Bei solchen Worten horcht Yves von Cramon auf. Er ist ein erfahrener Neurologe, ein Spezialist. Der Direktor am Max-Planck-Institut für Kognitions- und Neurowissenschaften in Leipzig hat viele psychisch veränderte Menschen gesehen. Die einen sind auf den ersten Blick sonderbar, die anderen erst, nachdem er sie eingehend untersucht hat. Da gab es den Gymnasiallehrer, der vollkommen normal erschien. Bis er ihm eine Aufgabe stellte: «Planen Sie Ihr Wochenende!» Das ist ein Test für vorausschauende Planung, eine hohe kognitive Leistung und gar nicht so selbstverständlich, wie sich bei dem Akademiker aus München herausstellte. Er stand auf, sagte: «Ich will meine Tante in Erlangen besuchen», und ging ohne Geld und Gepäck einfach zum Bahnhof. Oder der pensionierte Firmenchef, der nach einem Schlaganfall im Rollstuhl sitzen musste. Stundenlang erörterte Cramon mit ihm das Warum und Weshalb seiner Behinderung. «Sie haben recht, ich kann nicht mehr laufen», sagte der alte Mann ihm, stand im nächsten Moment auf und fiel der Länge nach hin. Und das tat er nicht das eine Mal, sondern immer wieder. Häufig wird Cramon auch als Gutachter herangezogen. «Da landen scheinbar völlig normale, gebildete und bislang völlig unbescholtene Menschen vor dem Sozialgericht, weil sie gegen eine Bestimmung verstoßen haben», sagt er. «Niemand kommt bei denen auf den Gedanken, dass ihr Fehlverhalten aus einem ganz konkreten, physiologischen Schaden im Gehirn resultiert.»

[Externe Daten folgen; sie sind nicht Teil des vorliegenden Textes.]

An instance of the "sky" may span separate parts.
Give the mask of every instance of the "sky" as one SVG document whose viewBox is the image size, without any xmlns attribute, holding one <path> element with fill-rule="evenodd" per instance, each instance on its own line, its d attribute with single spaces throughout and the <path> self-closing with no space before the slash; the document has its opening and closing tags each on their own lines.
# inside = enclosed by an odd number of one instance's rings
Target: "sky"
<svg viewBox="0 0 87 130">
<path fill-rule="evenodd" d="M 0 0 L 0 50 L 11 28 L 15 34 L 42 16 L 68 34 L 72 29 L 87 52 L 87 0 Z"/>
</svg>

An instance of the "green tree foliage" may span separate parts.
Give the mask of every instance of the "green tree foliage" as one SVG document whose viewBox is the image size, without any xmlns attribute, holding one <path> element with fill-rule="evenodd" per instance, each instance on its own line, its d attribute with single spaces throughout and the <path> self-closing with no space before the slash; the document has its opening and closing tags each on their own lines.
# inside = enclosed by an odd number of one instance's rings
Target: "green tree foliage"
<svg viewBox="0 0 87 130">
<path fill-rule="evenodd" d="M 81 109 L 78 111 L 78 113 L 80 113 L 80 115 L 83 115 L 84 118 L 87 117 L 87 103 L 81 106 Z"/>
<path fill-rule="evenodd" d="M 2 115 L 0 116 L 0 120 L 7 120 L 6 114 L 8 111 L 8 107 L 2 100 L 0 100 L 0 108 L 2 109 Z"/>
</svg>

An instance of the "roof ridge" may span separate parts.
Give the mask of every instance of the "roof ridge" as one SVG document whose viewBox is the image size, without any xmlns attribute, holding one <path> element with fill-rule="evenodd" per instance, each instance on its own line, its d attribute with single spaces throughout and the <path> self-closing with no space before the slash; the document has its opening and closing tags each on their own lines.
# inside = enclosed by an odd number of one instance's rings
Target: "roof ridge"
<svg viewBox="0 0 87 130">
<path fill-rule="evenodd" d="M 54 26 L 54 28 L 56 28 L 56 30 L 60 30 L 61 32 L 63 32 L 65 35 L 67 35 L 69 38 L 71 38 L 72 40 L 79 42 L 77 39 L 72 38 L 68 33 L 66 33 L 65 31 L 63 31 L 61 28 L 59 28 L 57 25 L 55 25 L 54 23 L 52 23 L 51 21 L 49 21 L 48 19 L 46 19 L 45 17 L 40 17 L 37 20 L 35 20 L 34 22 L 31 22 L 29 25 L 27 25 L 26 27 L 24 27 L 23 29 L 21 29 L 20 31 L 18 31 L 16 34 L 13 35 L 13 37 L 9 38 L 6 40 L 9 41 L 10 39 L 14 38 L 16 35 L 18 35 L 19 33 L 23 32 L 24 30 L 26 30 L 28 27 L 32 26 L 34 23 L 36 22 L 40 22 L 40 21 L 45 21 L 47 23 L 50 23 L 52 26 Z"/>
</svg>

Spricht er von seinen Patienten, schwingt viel Fürsorge und Nachsicht in seinen Worten. «Alle geistigen Krankheiten, alles Verhalten, das von der sogenannten Norm abweicht oder das wir als kriminell bezeichnen, hat seine Ursachen im Gehirn, und wenn wir sie heute nicht finden, dann heißt das nur, dass wir noch nicht in der Lage dazu sind.»
Autorenporträt aus dem funktionellen Kernspintomographen (Life&Brain Center, Universität Bonn)
Bildgebende Verfahren: Der Blick in die Black Box
Wenn in diesem Buch von bildgebenden Verfahren die Rede ist, verbirgt sich dahinter zumeist die funktionielle Kernspintomographie. Sie ist ein hochmodernes Verfahren, das erst seit den 1990er Jahren existiert. Der Patient, beziehungsweise der Proband, liegt in einer engen Röhre. Sein Körper wird von starken Magnetwellen durchdrungen, die ein dreidimensionales Bild vom Inneren seiner Weichteile liefern. Funktionell bezeichnet dabei eine Eigenschaft, die insbesondere für die Neuropsychologie von großem Interesse ist: Auf dem Tomographenbild zeichnen sich jene Stellen im Gehirn ab, in denen viel Sauerstoff umgesetzt wird. Das lässt Rückschlüsse zu, welche Hirnregion bei einer bestimmten Aufgabe, die dem Versuchskandidaten auf einem Kopfhörer oder einem Monitor vorgespielt wird, aktiv ist. Das Verfahren ist ungefährlich, weil es ohne Röntgenstrahlen auskommt. Diese Strahlung verwenden Computertomographen. Auch diese, bereits in den 1970er Jahren entwickelte Technik liefert Schnittbilder vom Körper und findet, weil die Geräte nicht so teuer wie funktionelle...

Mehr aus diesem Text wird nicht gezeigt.